DC Schools Chief Resigns After Bypassing Lottery Rules

Steve Burns

WMAL.com

WASHINGTON – (WMAL) Following days of simmering outrage over his flouting of school lottery rules, D.C. Public Schools Chancellor Antwan Wilson’s resignation was announced Tuesday by D.C. Mayor Muriel Bowser.

“It became very clear to me over the last several days that Chancellor Wilson would be unable to successfully lead the schools, having not been able to regain the community’s trust,” Bowser told reporters.

Bowser said they are negotiating an exit and severance package to Wilson’s two-year contract. He had been on the job for just over a year.

D.C. Deputy Mayor for Education Jennifer Niles resigned last Friday after an Inspector General’s report revealed she had assisted Wilson in getting his daughter moved from the Duke Ellington School for the Arts into Woodrow Wilson High School, bypassing the school’s long wait list. Wilson’s inbound school was Dunbar High School.

Since the news came to light, calls for Wilson’s resignations grew louder from the D.C. Council, culminating by Tuesday morning with a majority of them asking for Wilson to step down.

Bowser told reporters earlier Tuesday that she had met in the morning with D.C. Council Chairman Phil Mendelson and Education Committee Chair David Grosso to look at next steps.

“We all agree that we have very complicated issues to review, and our focus, of course, has to be on all the children of our system,” she said.

By Tuesday evening, it seemed Bowser had made her decision.

“What we have is two people with just incredible credentials and intelligence that made bad decisions that, for us, were unpredictable and unpreventable,” she said. “Stability and continuity in our system is very important, but in order for that to be effective, a leader has to have the trust of the people he manages and the people he leads. That’s how we ended up here today.”

It’s another black eye for the embattled system, which just last month dealt with the fallout of a report that found one third of its 2017 high school graduates did not meet attendance and credit requirements.
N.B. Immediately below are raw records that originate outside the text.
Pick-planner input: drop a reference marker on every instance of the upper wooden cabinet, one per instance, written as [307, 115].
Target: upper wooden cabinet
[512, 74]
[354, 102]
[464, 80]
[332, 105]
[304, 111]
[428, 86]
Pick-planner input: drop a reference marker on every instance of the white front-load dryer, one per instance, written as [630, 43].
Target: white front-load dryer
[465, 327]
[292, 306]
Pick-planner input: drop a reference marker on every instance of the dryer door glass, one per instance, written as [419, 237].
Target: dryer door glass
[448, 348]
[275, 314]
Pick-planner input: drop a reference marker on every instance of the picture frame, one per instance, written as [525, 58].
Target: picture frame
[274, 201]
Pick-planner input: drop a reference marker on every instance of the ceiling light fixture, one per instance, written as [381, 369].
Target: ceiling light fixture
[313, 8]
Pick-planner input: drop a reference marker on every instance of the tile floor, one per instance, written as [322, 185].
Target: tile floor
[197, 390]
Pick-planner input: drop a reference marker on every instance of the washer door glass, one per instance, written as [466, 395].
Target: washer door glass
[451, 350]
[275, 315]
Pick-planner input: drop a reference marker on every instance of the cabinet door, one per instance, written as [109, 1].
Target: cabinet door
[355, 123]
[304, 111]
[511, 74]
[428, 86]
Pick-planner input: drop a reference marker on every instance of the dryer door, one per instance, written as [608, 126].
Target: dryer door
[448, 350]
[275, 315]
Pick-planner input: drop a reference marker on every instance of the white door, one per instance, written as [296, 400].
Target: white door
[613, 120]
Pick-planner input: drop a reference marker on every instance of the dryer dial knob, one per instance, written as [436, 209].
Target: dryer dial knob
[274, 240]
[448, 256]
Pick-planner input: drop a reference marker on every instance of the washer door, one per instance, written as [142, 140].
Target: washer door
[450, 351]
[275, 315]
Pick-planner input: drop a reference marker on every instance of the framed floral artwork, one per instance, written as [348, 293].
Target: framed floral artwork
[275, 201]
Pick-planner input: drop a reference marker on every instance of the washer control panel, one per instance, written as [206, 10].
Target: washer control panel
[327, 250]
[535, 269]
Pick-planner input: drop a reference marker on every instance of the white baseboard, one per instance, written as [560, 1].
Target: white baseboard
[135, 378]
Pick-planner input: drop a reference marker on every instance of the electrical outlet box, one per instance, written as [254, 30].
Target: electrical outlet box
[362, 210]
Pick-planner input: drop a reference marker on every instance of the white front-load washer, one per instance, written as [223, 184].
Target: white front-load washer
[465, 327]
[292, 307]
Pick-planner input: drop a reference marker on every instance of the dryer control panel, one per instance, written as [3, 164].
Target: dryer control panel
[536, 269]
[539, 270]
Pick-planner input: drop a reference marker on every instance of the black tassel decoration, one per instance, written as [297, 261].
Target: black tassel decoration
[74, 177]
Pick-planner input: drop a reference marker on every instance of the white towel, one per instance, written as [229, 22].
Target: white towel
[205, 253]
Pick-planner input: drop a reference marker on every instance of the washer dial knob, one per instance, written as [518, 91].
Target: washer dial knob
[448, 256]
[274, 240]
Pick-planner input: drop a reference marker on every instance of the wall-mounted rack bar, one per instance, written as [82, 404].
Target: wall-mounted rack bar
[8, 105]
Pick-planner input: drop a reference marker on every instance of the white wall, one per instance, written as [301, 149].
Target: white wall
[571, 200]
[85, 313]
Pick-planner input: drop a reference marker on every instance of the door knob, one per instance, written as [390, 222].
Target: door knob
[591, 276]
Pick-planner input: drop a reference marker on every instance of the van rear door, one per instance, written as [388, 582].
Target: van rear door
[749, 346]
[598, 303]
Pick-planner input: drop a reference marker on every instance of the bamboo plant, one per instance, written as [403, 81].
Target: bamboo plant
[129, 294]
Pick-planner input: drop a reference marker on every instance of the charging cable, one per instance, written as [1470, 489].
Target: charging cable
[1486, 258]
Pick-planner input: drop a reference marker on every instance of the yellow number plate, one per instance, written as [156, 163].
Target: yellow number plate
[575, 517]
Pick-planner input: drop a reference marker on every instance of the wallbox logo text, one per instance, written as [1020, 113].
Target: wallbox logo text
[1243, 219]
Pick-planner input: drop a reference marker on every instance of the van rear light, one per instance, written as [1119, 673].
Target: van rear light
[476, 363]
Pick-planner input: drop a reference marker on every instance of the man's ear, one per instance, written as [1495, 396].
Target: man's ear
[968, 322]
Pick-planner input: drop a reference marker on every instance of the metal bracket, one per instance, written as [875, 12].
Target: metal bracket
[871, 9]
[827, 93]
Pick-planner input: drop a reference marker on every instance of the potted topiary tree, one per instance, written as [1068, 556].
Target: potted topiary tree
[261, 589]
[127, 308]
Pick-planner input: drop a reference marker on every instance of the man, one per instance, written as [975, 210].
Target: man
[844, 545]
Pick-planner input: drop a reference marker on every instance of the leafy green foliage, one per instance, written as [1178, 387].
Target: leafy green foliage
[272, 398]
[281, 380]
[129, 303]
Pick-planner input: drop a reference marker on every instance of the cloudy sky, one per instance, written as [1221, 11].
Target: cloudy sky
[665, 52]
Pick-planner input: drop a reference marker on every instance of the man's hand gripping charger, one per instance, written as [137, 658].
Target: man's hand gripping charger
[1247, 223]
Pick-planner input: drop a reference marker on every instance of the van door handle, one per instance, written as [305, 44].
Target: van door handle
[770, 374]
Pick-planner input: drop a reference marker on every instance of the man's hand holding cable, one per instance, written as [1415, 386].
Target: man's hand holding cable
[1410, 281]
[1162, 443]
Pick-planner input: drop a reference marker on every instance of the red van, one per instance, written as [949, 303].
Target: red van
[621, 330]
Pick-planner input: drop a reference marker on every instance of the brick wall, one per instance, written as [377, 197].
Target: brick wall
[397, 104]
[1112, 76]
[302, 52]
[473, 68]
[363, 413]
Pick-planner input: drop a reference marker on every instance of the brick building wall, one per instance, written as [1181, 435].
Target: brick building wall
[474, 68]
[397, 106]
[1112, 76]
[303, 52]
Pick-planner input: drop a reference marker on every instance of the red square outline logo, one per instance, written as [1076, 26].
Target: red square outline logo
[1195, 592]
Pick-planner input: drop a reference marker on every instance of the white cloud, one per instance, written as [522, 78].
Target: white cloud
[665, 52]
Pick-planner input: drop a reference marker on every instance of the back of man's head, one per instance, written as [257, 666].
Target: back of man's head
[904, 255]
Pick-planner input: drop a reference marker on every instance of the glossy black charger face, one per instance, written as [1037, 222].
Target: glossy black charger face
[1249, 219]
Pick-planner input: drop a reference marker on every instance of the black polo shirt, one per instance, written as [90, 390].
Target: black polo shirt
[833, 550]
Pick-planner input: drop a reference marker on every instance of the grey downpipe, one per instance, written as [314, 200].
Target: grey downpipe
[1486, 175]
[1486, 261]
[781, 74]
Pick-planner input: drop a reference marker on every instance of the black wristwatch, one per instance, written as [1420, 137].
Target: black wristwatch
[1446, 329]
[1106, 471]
Bowser said the attendance issue did not factor in to her decision to remove Wilson. She also said she had no knowledge of the move prior to a notification from the IG’s office last week.

Wilson had helped to write new school lottery rules after it came to light early in his tenure that his predecessor, Kaya Henderson, had given preferential treatment to the children of many elected officials. It was those same rules that he violated months later.

In calling for Wilson’s resignation, some Councilmembers cited larger reasons outside of the lottery situation.

“He is committed to following the same flawed system that has led us to graduating students who are not at all ready for college or careers and, in some cases, are functionally illiterate, a continued and even widening achievement gap, demoralized teachers and one of the highest teacher turnover rates in the nation, social promotions, a loss of confidence in honest and truthful reporting, top-down administration with little room for creativity and flexibility, and a fixation on numbers rather than real educational achievement,” Ward Three Councilmember Mary Cheh wrote.

Bowser remained confident in the system’s long-term improvements, calling DCPS “one of the best systems anywhere in our nation.”

“Some people won’t remember from whence we came,” Bowser said. “We can look at the last ten years and know how significant the progress that we’ve made in public education in our city has been.”

DCPS’ elementary schools chief Dr. Amanda Alexander is stepping in as interim Chancellor.

“My aim, really is to just make sure that we finish the year strong,” Alexander said in brief comments to reporters. “We’ve got four months of school left, and I want to make sure that every day counts for our students, teachers and parents.”

The search for another chancellor will begin again soon, something Grosso, the Education Committee chair, knows well.

“I went through this search, we all did, just a couple years ago, and we’ll follow a very similar process in the Committee on Education,” he said. “We’ll have public hearings. We’ll have community-based meetings. We will (have) as much engagement as people want.”

Grosso said he had been impressed with Wilson’s tenure until last week, mentioning a solid working relationship the two maintained.

“This is going to be a challenge, but not an impossible challenge,” he said. “We’ll work through it and hopefully have some real continuity moving forward.”